Immediately what grips you is the cold, the dankness, and the dark. It is a cellar, after all. It feels like a cave. It must have to do with the switch from the high ceilings above to the low ones down here. We walk by rows of huge wine barrels, each bordered by a cherry red line, and the wine’s specific varieties are written in big, black handwriting on the front. This adds some normality.

But it’s the other rooms that get me. To get to the dungeon, we have to walk through darker, smaller rooms, filled with stacked layers of unlabeled, dust-covered wine bottles. You might bump into a one if you’re not careful. Poe and his Cask of Amontillado instantly come to mind. There is a room off to the side of one of these rooms, with a door half-open. I can’t explain why but I want to see what’s in there. I have a feeling that it isn’t just more wine bottles. I sense it’s an even smaller room. I ask Alberto if it’s okay if I check it out, and he says, yes, sure. He doesn’t tell me what’s inside. I approach slowly, as if I were the wife in Bluebeard, dangerously curious about the most secret room in the house.* When I get to the entryway, all I can see are dark shapes, maybe storage for materials or equipment? It could be anything. I feel for a light but don’t find one, so I walk back to Alberto, my curiosity unquenched.

As we enter the dark dungeon a few rooms away, actually a small room, Alberto reaches for the light but it’s not working. “Huh, that’s strange.” He fidgets with the bulb. This is a classic moment. For all of you writers out there, or horror/suspense aficionados, you’ll recognize this as the moment in the story just before everything goes horribly wrong. It’s formula, but it works every time. His lighthearted “Huh, that’s strange,” is the perfect setup for the quick disaster/death to follow.

“I’ll have to get Mario** to fix that,” he says with a smile. “Anyway, see, here are the rings where they used to fasten the prisoners to.” Iron rings punctuate the walls, and are placed at a height where the prisoners’ arms would be reaching up, slightly. I remember the rings being rusty, but I think that’s more my rusty, shadowy memory.

And of course, nothing unusual happens. We stay there only a moment or two, and then move on to happier rooms, and soon upstairs out into the bright sunshine again.

The imagination is an exciting place. Even if no spirit roamed that castle, the fact is that babies drew their last breath there, conspirators plotted murder, and men’s bodies languished on iron rings, their wrists bloody from the chains (I imagine). All beyond horrible. Time may conjure spirits out of the stories, but isn’t that just a safe way to look the dark in the face? Is there a difference between my imaginings and a spirit?

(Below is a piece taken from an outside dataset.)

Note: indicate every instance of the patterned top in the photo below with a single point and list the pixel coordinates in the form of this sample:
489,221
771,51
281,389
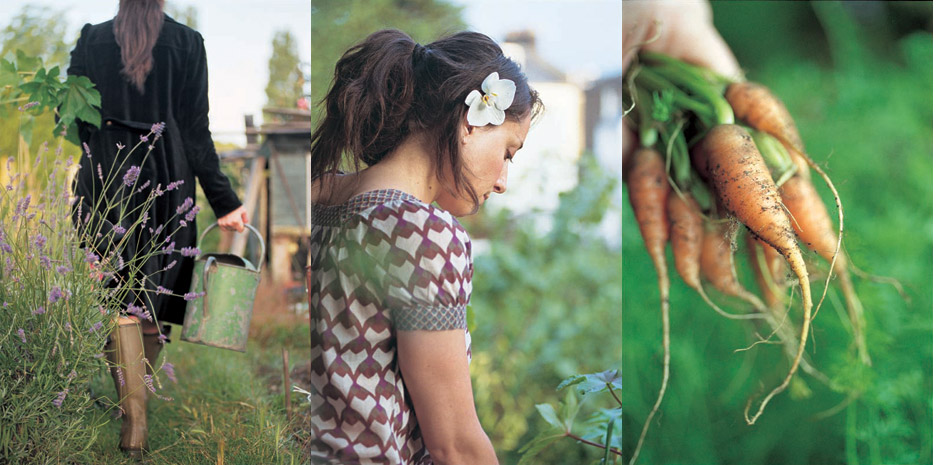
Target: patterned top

Both my imagination and the idea of a spirit are definitely more fun to believe in than believing we live in a cold, meaningless universe whose creatures have a penchant for cruelty. I really don’t know. Either way, I’m uncomfortable, and spooky stories keep me on the edge of my seat.

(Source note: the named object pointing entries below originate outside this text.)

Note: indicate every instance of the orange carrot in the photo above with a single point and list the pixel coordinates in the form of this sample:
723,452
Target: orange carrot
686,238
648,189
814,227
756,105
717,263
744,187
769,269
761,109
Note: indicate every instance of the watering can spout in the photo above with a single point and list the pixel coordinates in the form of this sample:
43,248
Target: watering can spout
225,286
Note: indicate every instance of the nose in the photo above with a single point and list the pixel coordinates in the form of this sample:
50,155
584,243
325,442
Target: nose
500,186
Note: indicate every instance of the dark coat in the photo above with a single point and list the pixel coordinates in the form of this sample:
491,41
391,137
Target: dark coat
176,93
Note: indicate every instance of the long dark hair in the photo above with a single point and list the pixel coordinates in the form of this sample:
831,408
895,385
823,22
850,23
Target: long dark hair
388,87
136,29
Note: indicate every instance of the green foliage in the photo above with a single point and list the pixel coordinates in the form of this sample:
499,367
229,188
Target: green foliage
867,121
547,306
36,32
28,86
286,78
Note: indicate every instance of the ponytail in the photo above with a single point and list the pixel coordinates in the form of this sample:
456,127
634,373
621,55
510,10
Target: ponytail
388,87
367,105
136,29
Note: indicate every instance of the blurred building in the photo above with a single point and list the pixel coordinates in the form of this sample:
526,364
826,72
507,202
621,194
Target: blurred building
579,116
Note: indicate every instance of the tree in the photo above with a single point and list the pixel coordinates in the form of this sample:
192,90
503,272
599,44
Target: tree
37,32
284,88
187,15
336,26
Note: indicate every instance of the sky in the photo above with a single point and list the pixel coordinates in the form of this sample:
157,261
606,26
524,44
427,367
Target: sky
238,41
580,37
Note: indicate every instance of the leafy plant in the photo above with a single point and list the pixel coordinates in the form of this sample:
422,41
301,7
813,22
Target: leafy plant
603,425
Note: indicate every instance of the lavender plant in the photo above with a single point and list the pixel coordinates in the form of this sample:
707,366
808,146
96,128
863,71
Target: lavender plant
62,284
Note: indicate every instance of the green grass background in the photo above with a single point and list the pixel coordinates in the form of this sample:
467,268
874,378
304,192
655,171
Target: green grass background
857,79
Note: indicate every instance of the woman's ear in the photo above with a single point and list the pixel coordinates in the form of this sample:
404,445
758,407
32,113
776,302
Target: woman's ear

*She discovers in this room the corpses of all of her new husband’s ex-wives, positioned on various horrific torture contraptions.
**Mario is the gamekeeper, who has worked for the castle since 1953. He is also the keeper of the legends, Alberto tells me. He is worth another story altogether. He did tell us about a previous resident who was so cherished by his family that his body was preserved (from the torso up to his head) in a glass case and kept on the chapel’s altar for 40 years. These are moments I wish I were fluent in Italian so I could listen to all of his stories and write them down.

One Comment

  1. Tom Sneed wrote:

    Must be nice to get a private tour. I am so bummed, I was due to arrive in Firenze TODAY!!!